К иным приходит жизнь в сияющем обличье,
И власть державную дает
Иной судьбе внезапный взлет,
И вся земля дрожит в лихом победном кличе —
Но только смерть дает верховное величье;
Резцом ваятеля она мягчит черты
И одевает все покровом красоты[4].
Она ни разу не сбилась, ни разу не заглянула в книгу, ее голос оставался абсолютно спокойным, и зачарованные мужчины еще долго молчали после того, как последние слова стихотворения коснулись старых стен комнаты, больше похожей на склеп.
И лишь затем красивая девушка в бесформенной одежде улыбнулась и негромко, но очень уверенно сказала:
– Бояться нечего.
– Полковник! – Голос прозвучал резко и даже грубовато, но в пределах допустимого. – Полковник!
– Мистер Маккинрой, – отозвался Орсон, не отворачиваясь от окна, за которым проплывал осенний Париж.
– Мне показалось, вы спите.
– С открытыми глазами?
Бен попытался поддеть навязанного отряду офицера, но безуспешно – тот оказался малым не промах.
– Вы не умеете спать с открытыми глазами? – притворно изумился Маккинрой.
Послышались сдержанные смешки: парни Орсона оценили быстрый и острый ответ Эрла.
– Умею, – рассмеялся в ответ Бен. – Но сейчас я задумался.
– Что-то личное?
– Как вы догадались?
– Вы улыбались.
Парни притихли, потому что знали, что последние месяцы полковник улыбался, лишь вспоминая жену.
– Да, – помолчав, признал Орсон. – Я вспоминал… одну старую поездку. Очень приятную.
– Извините, что отвлек, – неожиданно произнес Маккинрой.
– Ничего страшного. Вы что-то хотели?
– Вы не будете против, если я проведу последний инструктаж?
Эрл – если, конечно, это его настоящее имя, – официально руководил операцией, однако вел себя на удивление деликатно, подчеркивая, что командир он временный и ни в коем случае не покушается на власть Орсона. Откуда Эрл взялся, спецам не сказали, то ли из разведки, то ли из GS[5], но Бен и его ребята поняли, что Маккинрой – парень опытный, побывал во многих переделках и в тонкостях оперативной работы разбирается не хуже их.
А может, и лучше.
– Конечно, Эрл, – кивнул Орсон.
Микроавтобус приближался к месту назначения, и другой возможности провести инструктаж могло не представиться.
– Спасибо! – Маккинрой переключился на общий канал связи и уверенно произнес: – Джентльмены, напоминаю: наша основная цель – арест хакера, известного в Сети под ником «Мегера». Предположительно мы говорим о женщине, но возможны варианты…

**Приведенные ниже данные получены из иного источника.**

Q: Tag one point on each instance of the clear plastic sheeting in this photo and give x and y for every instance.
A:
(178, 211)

– Сейчас возможны самые разные варианты, – едва слышно проворчал Дакота, и парни захихикали. – Если кто забыл: у нас восемьдесят четыре идентификации сексуального самоопределения, и это не считая еще не признанных.
Орсон думал, что Маккинрой вспылит, но тот прекрасно знал, что в любом отряде обязательно отыщется балагур с индульгенцией на ехидные замечания, терпеливо дождался, когда смешки стихнут, и вернулся к инструктажу:
– В убежище, в которое мы войдем, находятся Мегера и несколько ее ближайших помощников. Состав группы неизвестен, однако я абсолютно точно знаю, что среди них нет бойцов, только умники. Так что будьте вдвойне осторожнее.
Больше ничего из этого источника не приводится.